Tamparan yang kedua mengenai pipinya lagi. Herra memandang terkejut pada sahabatnya, Salsa bila Harsa, yang menamparnya.
"Kenapa kau menamparku Sal?!" tanya Herra dengan pandangan terkejut.
"Itu ganjaran untukmu karena sudah berbuat hal yang tidak senonoh. Aku kira kau itu anak baik-baik Her. Aku enggak nyangka selama ini kau berbuat seperti itu. Aku benar-benar membencimu," keluh Salsa
"Kau juga percaya dengan foto itu?! Sal, kau itu sahabatku. Harusnya kau tau siapa yang salah di sini. Itu bukan aku," timpal Herra dengan air mata yang berlinang.
"Foto itu udah menjelaskan semuanya.

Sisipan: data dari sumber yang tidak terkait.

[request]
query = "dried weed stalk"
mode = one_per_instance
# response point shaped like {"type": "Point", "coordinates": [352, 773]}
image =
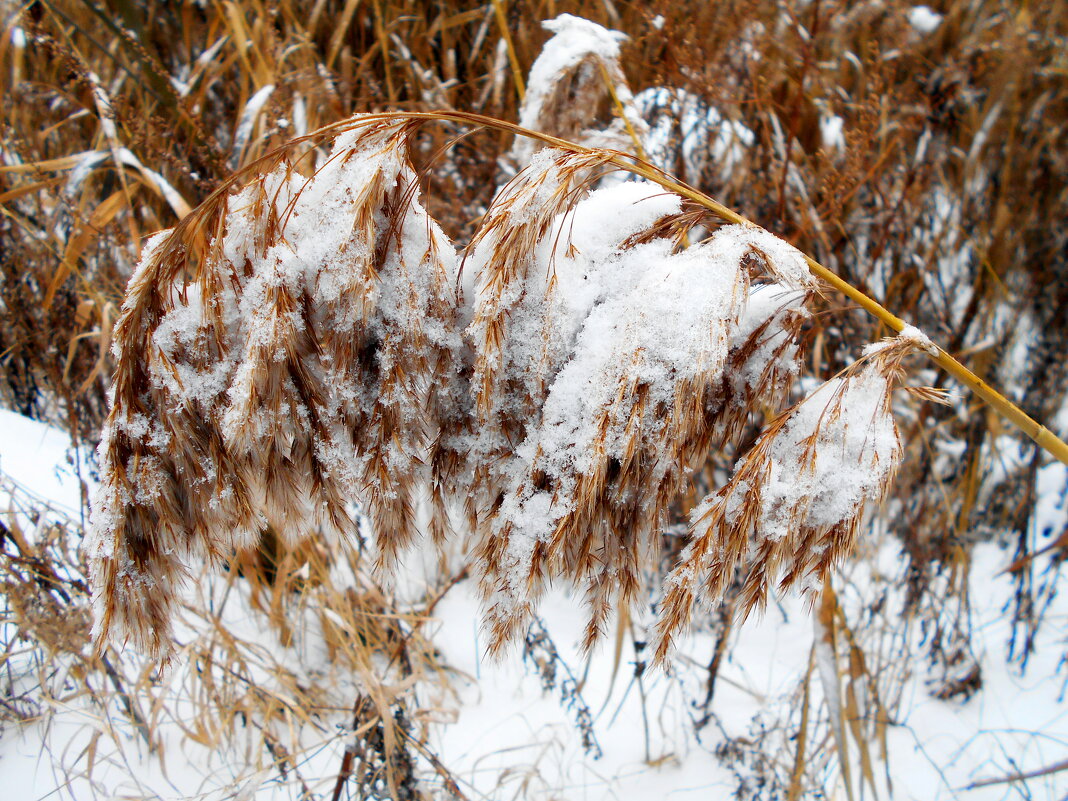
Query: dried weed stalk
{"type": "Point", "coordinates": [298, 345]}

Mulai saat ini kita bukan sahabat lagi. Aku enggak mau punya teman seorang j*la*g. Jadi menjauh dariku," tukas Salsa seraya pergi dari sana.
"Sal, tunggu! Dengerin aku dulu!" tahan Herra. Tapi....
"Ayo, kamu pulang sekarang!"
Tangannya langsun ditarik pergi oleh papanya. Papanya, Henry John, menyuruh Herra masuk ke dalam mobil. Mamanya, Tasya Kemal, juga ikut masuk dalam mobil.
Herra memilin tangannya gugup. Bagaimana kalau orang tuanya juga percaya dengan foto itu?
Mobil itu telah sampai di depan rumah bergaya American classic itu. Henry kembali menarik tangan Herra masuk dalam rumah dan melemparnya hingga Herra terjatuh di lantai.
'plak'
Tamparan ketiga kembali mengenai pipinya. Herra mengeluarkan air matanya seraya memandang terkejut pada papanya.
"Kamu benar-benar anak yang engga tau diuntung. Kamu membuat kami malu di depan semua orang. Bagaimana bisa kamu melakukan hal itu?! Apa uang yang papa kasih enggak cukup sampai kamu harus menjadi seorang j*la*g?!" murka Henry
"PA?! Apa papa dan mama juga percaya dengan foto itu?! Aku ini anak kalian! Harusnya kalian lebih percaya padaku," protes Herra
Padahal ia sangat berharap kalau orang tuanya akan lebih mempercayainya. Nyatanya tidak.
"Bagaimana bisa kami tidak percaya sedangkan foto itu terlihat jelas adalah dirimu?! Kau sangat membuat kami malu. Kau lebih buruk dari adikmu," hardik Tasya
"Sekarang kamu keluar dari rumah ini. Kami enggak ingin punya anak enggak tau malu sepertimu. Kamu benar-benar sudah membuat jelek nama keluarga kita. Sekarang kamu pergi. Jangan kembali lagi," tukas Henry
'jderr'
Bagai tersambaf petir ketika mendengar hal itu. Kenapa orang tuanya sendiri tidak mempercayainya?
"Baik. Herra akan keluar. Maaf jika Herra selama ini selalu menyusahkan kalian. Herra janji enggak akan kembali lagi ke sini. Ijinkan Herra mengambil barang-barang Herra di kamar," ujar Herra
Setelah mengambil barangnya, Herra segera keluar dari rumah itu. Bahkan orang tuanya tidak sudi menyentuh tangannya saat ia ingin pamit.
Herra berjalan di tengah teriknya matahari. Ia ingin mencari tempat kos-kosan yang murah. Karena ia sekarang harus banyak berhemat untuk pengeluarannya.
Akhirnya setelah lama mencari, Herra mendapat sebuah kos-kosan yang cukup murah. Setelah membayar biaya untuk per tahun, Herra masuk dalam kamarnya dan duduk di salah satu kursi.
Herra menarik napas yang dalam dan mencoba bersabar.
To be continued.....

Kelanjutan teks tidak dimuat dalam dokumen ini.